Words By: Curatorial Department

 

The venerable lowrider Gypsy Rose checks all the boxes for automotive enthusiasts- it’s beautiful, historic, wonderfully unique, and now, legendary. In April 2017, Gypsy Rose was inducted into the Historic Vehicle Association’s National Historic Vehicle Register, an honor reserved only for the most iconic vehicles. How did Gypsy Rose go from cruising Whittier Boulevard to a display on the National Mall? As with many lowrider cars, the story of the car is inextricably linked with the story of its creator, Jesse Valadez (1946-2011). Mike Rivera, former president of Imperials Car Club, recalls that “Jesse was the godfather of lowriding. Even without the Rose, [everyone] knew who he was.”

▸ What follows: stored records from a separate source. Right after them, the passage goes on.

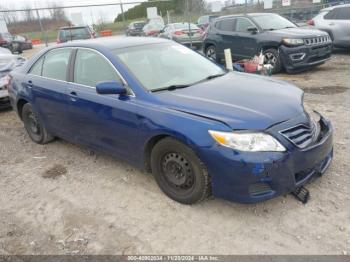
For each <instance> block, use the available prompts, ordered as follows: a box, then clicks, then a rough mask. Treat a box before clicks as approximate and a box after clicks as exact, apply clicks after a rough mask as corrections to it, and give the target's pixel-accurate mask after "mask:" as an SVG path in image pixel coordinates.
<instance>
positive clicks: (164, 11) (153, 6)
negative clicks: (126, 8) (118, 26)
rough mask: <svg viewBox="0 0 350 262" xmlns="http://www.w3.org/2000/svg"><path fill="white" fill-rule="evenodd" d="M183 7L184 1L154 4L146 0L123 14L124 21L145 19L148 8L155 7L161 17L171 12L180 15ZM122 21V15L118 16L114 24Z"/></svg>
mask: <svg viewBox="0 0 350 262" xmlns="http://www.w3.org/2000/svg"><path fill="white" fill-rule="evenodd" d="M184 6H185V0H170V1H167V2H154V1H152V0H148V2H144V3H141V4H139V5H137V6H134V7H132V8H130V9H129V10H127V11H126V12H124V16H125V20H131V19H137V18H142V17H147V8H148V7H157V9H158V13H159V14H162V15H163V16H165V15H166V12H167V11H173V12H175V13H176V14H182V13H183V10H184ZM121 21H123V16H122V14H119V15H118V16H117V18H116V19H114V22H121Z"/></svg>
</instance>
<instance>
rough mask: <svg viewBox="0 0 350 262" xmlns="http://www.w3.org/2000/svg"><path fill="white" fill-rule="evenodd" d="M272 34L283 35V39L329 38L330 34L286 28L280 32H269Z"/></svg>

Jesse Valadez was born in Mexico but grew up in East Los Angeles, where he became a founding member of the renowned Imperials Car Club in 1965. This era is considered by many to be the heydey of lowriding, where lowrider communities met on the boulevards of East Los Angeles with ever more amazing car customizations. Valadez was said to take these customizations to another level, with his incredibly detailed paint jobs, upholstery, and overall artistic vision. At first, the sumptuous aesthetic appealed to few. According to Lowrider Magazine, “the detail, craftsmanship and vision were there, but the minds of fellow lowriders weren’t up to pace.” Years of appearances in Los Angeles’ lowrider scene culminated in Gypsy Rose’s national exposure on “Chico and the Man” (1974) and “Boulevard Nights” (1979), the look of the car became part of the lowrider artistic canon.  

This Gypsy Rose is actually the second one. The first, named after the burlesque dancer, was unfortunately destroyed. It was already so well-loved, that Valadez recreated it in 1974. Gypsy Rose is adorned with approximately 150 hand-painted roses, and the interior features pink crushed velvet upholstery, chandeliers, and a cocktail bar. As Lowrider Magazine writes, “Gypsy Rose serves as a memento of heritage, culture, and a lifestyle that was born out of Los Angeles.”  The Petersen is fortunate to have hosted the legend in two of our lowrider exhibits.